Giovedì, 25 settembre 2025

In quel tempo, il tetrarca Erode sentì parlare di tutti questi avvenimenti e non sapeva che cosa pensare, perché alcuni dicevano: «Giovanni è risorto dai morti», altri: «È apparso Elia», e altri ancora: «È risorto uno degli antichi profeti». Ma Erode diceva: «Giovanni, l’ho fatto decapitare io; chi è dunque costui, del quale sento dire queste cose?». E cercava di vederlo.

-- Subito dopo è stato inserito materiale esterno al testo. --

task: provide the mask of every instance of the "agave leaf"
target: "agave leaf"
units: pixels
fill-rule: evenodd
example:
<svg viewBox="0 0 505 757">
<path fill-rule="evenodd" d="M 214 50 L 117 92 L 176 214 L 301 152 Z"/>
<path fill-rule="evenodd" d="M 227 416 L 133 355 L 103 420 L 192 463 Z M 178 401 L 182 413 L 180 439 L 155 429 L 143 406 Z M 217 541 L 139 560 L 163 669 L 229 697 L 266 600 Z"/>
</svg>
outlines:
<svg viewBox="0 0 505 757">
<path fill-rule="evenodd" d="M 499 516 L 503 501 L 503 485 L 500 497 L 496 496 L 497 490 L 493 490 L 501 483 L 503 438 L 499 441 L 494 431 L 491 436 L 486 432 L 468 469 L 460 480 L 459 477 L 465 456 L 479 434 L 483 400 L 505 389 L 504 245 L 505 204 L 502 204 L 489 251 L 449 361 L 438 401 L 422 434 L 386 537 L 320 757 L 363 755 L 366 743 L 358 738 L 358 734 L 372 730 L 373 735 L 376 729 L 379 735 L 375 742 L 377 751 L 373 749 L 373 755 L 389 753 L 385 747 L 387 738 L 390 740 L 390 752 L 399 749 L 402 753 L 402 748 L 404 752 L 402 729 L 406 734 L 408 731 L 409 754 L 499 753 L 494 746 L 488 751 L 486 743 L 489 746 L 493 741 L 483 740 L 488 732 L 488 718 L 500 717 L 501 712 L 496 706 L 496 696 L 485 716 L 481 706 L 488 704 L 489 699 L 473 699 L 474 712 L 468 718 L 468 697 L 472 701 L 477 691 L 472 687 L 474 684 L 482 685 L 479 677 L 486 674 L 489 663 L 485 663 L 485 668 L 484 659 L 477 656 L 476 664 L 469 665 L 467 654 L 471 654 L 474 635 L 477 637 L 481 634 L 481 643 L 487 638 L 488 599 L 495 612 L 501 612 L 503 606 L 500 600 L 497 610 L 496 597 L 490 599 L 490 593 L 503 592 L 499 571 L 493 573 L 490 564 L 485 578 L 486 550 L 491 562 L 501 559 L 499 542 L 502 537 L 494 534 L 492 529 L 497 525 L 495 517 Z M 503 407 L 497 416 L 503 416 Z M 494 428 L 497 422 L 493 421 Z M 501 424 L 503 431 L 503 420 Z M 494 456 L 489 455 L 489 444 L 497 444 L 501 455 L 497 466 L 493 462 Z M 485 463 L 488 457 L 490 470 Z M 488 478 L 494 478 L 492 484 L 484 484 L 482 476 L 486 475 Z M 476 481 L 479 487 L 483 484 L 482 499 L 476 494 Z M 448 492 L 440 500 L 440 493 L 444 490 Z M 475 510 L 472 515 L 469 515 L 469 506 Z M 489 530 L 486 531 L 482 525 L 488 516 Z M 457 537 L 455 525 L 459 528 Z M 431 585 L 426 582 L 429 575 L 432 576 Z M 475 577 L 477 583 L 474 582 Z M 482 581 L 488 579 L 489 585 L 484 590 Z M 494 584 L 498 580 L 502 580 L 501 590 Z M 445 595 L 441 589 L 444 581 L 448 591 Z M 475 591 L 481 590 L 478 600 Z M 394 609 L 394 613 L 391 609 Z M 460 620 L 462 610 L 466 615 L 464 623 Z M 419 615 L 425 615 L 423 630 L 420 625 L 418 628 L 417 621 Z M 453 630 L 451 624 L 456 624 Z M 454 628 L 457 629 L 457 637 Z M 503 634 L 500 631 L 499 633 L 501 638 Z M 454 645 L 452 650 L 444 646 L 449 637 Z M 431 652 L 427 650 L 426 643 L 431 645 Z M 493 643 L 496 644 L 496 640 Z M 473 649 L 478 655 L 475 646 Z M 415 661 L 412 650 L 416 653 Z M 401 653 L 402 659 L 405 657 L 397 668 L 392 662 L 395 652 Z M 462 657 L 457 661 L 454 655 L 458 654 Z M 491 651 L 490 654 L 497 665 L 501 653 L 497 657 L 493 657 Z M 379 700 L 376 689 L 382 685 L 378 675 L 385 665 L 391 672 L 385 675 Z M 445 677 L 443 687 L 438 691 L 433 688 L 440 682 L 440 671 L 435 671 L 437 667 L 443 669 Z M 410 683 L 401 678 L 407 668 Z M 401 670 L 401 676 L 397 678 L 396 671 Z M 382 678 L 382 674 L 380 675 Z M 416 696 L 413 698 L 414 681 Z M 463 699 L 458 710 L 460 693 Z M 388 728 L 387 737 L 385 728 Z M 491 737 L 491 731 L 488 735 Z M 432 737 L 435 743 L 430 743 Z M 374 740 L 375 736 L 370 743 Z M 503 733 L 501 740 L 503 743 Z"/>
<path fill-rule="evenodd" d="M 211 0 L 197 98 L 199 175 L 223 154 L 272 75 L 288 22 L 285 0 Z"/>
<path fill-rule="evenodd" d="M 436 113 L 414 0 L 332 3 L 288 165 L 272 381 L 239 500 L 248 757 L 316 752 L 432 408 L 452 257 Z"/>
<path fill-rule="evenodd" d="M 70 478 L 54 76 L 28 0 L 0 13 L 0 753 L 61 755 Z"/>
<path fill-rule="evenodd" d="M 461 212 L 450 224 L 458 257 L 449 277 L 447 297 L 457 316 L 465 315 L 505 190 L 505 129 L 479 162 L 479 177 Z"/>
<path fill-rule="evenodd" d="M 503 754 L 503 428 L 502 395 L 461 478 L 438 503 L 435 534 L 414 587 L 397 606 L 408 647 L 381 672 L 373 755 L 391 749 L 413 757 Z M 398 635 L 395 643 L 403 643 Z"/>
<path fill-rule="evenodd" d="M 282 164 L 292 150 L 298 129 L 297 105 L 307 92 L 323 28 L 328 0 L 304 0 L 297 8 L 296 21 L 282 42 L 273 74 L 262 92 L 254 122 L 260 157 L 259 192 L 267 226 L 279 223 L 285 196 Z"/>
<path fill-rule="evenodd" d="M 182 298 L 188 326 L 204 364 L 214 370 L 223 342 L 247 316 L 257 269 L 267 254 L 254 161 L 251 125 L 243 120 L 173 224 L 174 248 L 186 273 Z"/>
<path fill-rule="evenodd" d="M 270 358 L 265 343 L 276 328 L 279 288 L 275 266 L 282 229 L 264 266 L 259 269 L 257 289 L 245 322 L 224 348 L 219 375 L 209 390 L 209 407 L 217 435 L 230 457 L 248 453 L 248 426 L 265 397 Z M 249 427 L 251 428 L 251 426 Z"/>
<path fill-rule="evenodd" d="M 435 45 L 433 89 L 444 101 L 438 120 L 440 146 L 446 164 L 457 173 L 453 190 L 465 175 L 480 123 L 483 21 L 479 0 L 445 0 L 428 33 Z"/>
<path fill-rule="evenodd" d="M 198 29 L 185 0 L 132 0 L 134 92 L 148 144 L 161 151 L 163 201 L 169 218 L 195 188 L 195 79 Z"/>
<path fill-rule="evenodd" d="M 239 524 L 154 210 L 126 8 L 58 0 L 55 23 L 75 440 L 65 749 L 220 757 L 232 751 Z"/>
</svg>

Il tetrarca Erode Antipa è un personaggio cattivo, come non pochi che vivono nel nostro mondo. Figlio di Erode il grande, il potente, crudele e ambizioso re della Giudea, eredita dal padre la smodata sete di potere che lo porta a essere un adulatore dei potenti e un tiranno dispotico verso i deboli a lui sudditi. Accecato dalla lussuria, vive in concubinaggio con Erodiade, allo stesso tempo cognata e nipote, e si lascia vincere dalla libidinosa sensualità quando vede danzare Salomé per compiacere la quale diventa odiosamente assassino dell’innocente, Giovanni Battista. Tuttavia, la sua colpa più grave è quella di disprezzare Nostro Signore Gesù Cristo di cui si prende beffe durante il processo intentato da Ponzio Pilato, di cui diventa complice. Eppure in quest’uomo malvagio un germe di bene, per quanto piccolissimo, continua a permanere: il desiderio, sebbene confuso e ambiguo, di “vedere” Gesù e di cercare informazioni su di Lui. Il Vangelo ci insegna infatti che nessun uomo può essere dannato per sempre prima della sua morte. Il male, anche quello più disgustoso e incessantemente perpetrato, non può annullare il libero arbitrio e, dunque, la possibilità della conversione. La storia della Chiesa lo dimostra. Mai disperare della salvezza, della propria e di quella degli altri! È questo uno dei sei peccati contro lo Spirito Santo, come insegna il Catechismo. L’apostolo della controrivoluzione sa che la sua militanza è anzitutto questione di anime da convertire e guadagnare a Cristo: animam salvasti, animam tuam praedestinasti!